- Film poster, featuring Kenny Everett
- Directed by: Ray Cameron
- Written by: Ray Cameron Barry Cryer
- Produced by: Laurence Myers; John Downes; Ray Cameron;
- Starring: Kenny Everett; Pamela Stephenson; Vincent Price; Gareth Hunt;
- Cinematography: Dusty Miller Brian West
- Edited by: Brian Tagg
- Music by: Mark London Mike Moran
- Distributed by: Columbia-EMI-Warner Distributors
- Release date: March 1984;
- Running time: 88 minutes
- Country: United Kingdom
- Language: English

= Bloodbath at the House of Death =

Bloodbath at the House of Death is a 1984 British comedy horror film directed by Ray Cameron and starring Kenny Everett, Pamela Stephenson and Vincent Price. It is an over-the-top spoof loosely inspired by The Amityville Horror and other horror films of the era, including Alien, The Exorcist and Poltergeist, among others, concerning the investigation by a pair of scientists of a manor house under the control of Satanist monks.

== Plot ==
The film opens in 1975 at a place called Headstone Manor, which is being used as a "businessman's weekend retreat and girls' summer camp". A few minutes into the film, a group of satanic monks enter the house and kill 18 of its occupants.

In 1983, Doctor Lukas Mandeville (Kenny Everett) and Doctor Barbara Coyle (Pamela Stephenson) are sent to investigate radioactive readings in the area that have been traced to Headstone Manor, now known by locals as the House of Death. Along with several other scientists, Mandeville and Coyle set up their equipment in the house, while the Sinister Man (Vincent Price), a 700-year-old Satanic priest, prepares a rite in the nearby woods to purge the house of its unwanted guests.

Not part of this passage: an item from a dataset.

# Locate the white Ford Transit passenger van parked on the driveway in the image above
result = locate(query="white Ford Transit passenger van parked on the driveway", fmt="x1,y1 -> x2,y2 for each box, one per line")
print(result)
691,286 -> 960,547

During this time, Mandeville reveals that he was once a successful German surgeon named Ludwig Manheim, who was reduced to "smart-arse paranormal research crap" after a humiliation in the past. Coyle also encounters a poltergeist, and the two engage in sexual intercourse.

Several satanic clones of Mandeville, Coyle and the other scientists enter the house, and begin killing off the originals and taking their place. When Coyle is about to be killed, she is abducted by the poltergeist but also cloned. The satanic monks then take off in a spaceship, revealing that these monks are aliens using the house for their activities on Earth. The film ends with the spaceship soaring into the skies.

== Cast ==
- Kenny Everett as Dr. Lukas Mandeville
- Pamela Stephenson as Dr. Barbara Coyle
- Vincent Price as Sinister Man
- Gareth Hunt as Elliot Broome
- Don Warrington as Stephen Wilson
- John Fortune as John Harrison
- Sheila Steafel as Sheila Finch
- John Stephen Hill as Henry Noland
- Cleo Rocos as Deborah Kedding
- Graham Stark as The Blind Man
- Pat Ashton as Barmaid
- David Lodge as Inspector Goule
- Debbie Linden as Attractive Girl
- Tim Barrett as Doctor
- Barry Cryer as Police Inspector
- Anna Dawson as Nurse
- Gordon Rollings as Man at bar

== Production ==

Vincent Price plays the Sinister Man in the film; VHS box cover

Bloodbath at the House of Death was written by Ray Cameron and Barry Cryer, who had previously co-written the 1978 to 1981 Thames Television comedy series The Kenny Everett Video Show. Laurence Myers agreed to produce the film when the makers almost lost their financing. The film was shot entirely on location at the town of Potters Bar in Hertfordshire, England. Michael McIntyre (the son of director Ray Cameron) reveals in his autobiography that he was the voice of E.T. Myers recalls that the film did not make sense; he screened the film for censor James Ferman, who enjoyed the film, but believed that the reels were played in the wrong order.

== Release ==

The book based on the film

The film was released in the United Kingdom by Thorn EMI. It was produced in the aftermath of Kenny Everett's outburst at the Young Conservatives conference in which he called for the bombing of Russia; as a result, the media frequently referenced the film in negative context in relation to the outburst during the production, and film critics reviewed the film harshly. Film critic Martyn Auty wrote: "Presumably intended as high camp; looks like low-grade Carry On." It was given an 18 certificate in the United Kingdom.

The film was released on DVD in the United Kingdom in July 2008, with a re-rating to a 15 certificate. A novelization of the film was also published, which named Marcel Wave (one of Kenny Everett's TV characters) as the resident who underwent spontaneous combustion.